The Irish Takeover Panel said on Tuesday that it had rejected Perrigo’s request to declare Mylan’s unsolicited tender offer lapsed.
The offer from Mylan remains lawful and valid and fully capable of acceptance by all Perrigo shareholders including Israeli ones, the takeover panel said.
Perrigo, headquartered in the Republic of Ireland, had earlier sought a ruling from the panel saying that Mylan had breached Irish Securities Law by allegedly failing to make a valid offer to Perrigo’s Israel shareholders by September 14.
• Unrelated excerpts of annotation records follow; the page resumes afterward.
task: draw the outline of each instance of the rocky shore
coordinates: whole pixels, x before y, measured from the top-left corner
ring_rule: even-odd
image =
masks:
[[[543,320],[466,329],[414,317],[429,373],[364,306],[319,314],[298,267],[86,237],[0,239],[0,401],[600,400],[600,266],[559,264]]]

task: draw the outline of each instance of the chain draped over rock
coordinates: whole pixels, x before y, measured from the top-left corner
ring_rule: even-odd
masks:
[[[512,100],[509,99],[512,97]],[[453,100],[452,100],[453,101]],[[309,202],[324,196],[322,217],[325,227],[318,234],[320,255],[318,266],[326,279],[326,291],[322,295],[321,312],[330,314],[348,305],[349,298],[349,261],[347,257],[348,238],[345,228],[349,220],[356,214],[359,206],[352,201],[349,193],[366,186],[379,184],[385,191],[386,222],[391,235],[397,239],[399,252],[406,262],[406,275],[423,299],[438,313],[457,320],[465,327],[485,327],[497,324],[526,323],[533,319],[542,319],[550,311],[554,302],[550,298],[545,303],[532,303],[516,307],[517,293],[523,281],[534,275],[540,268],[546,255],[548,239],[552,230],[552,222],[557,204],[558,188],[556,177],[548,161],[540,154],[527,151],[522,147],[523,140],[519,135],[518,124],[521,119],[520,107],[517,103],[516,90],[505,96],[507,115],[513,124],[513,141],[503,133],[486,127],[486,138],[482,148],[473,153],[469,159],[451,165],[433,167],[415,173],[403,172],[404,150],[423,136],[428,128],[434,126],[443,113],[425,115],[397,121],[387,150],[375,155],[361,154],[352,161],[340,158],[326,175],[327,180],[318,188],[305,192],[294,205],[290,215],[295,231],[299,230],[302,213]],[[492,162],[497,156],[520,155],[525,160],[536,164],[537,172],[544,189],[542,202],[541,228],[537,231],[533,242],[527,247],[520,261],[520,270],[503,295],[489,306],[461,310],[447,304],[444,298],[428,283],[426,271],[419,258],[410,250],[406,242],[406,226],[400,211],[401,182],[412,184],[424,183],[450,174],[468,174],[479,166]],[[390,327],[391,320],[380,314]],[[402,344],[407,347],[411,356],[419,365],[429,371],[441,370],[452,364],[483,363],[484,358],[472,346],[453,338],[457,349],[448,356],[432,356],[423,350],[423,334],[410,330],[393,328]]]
Netherlands-based Mylan has offered $75 in cash and 2.3 of its shares for each Perrigo share, a combination now worth $188.55 based on Mylan’s Thursday closing price of $49.37. Perrigo shares closed down $1.31 at $181.08 on Thursday.
Joe Papa, Perrigo's chief executive, said he does not believe his company's shareholders will agree to swap their shares for Mylan shares, and that the deal premium of 13 per cent was lower than in other pharmaceutical takeovers.
Perrigo shareholders have until November 13th to take part in the tender offer. Shareholders often wait until near the closing date before deciding to participate, so it is unclear if Mylan will succeed.
Buying Perrigo would give Mylan over-the-counter consumer and nutritional products and a line of generic topical medicines.
A takeover would be the latest in a string of recent multibillion-dollar pharmaceutical deals, including Valeant Pharmaceuticals’s $11 billion acquisition of Salix Pharmaceuticals and AbbVie’s $21 billion offer for Pharmacyclics.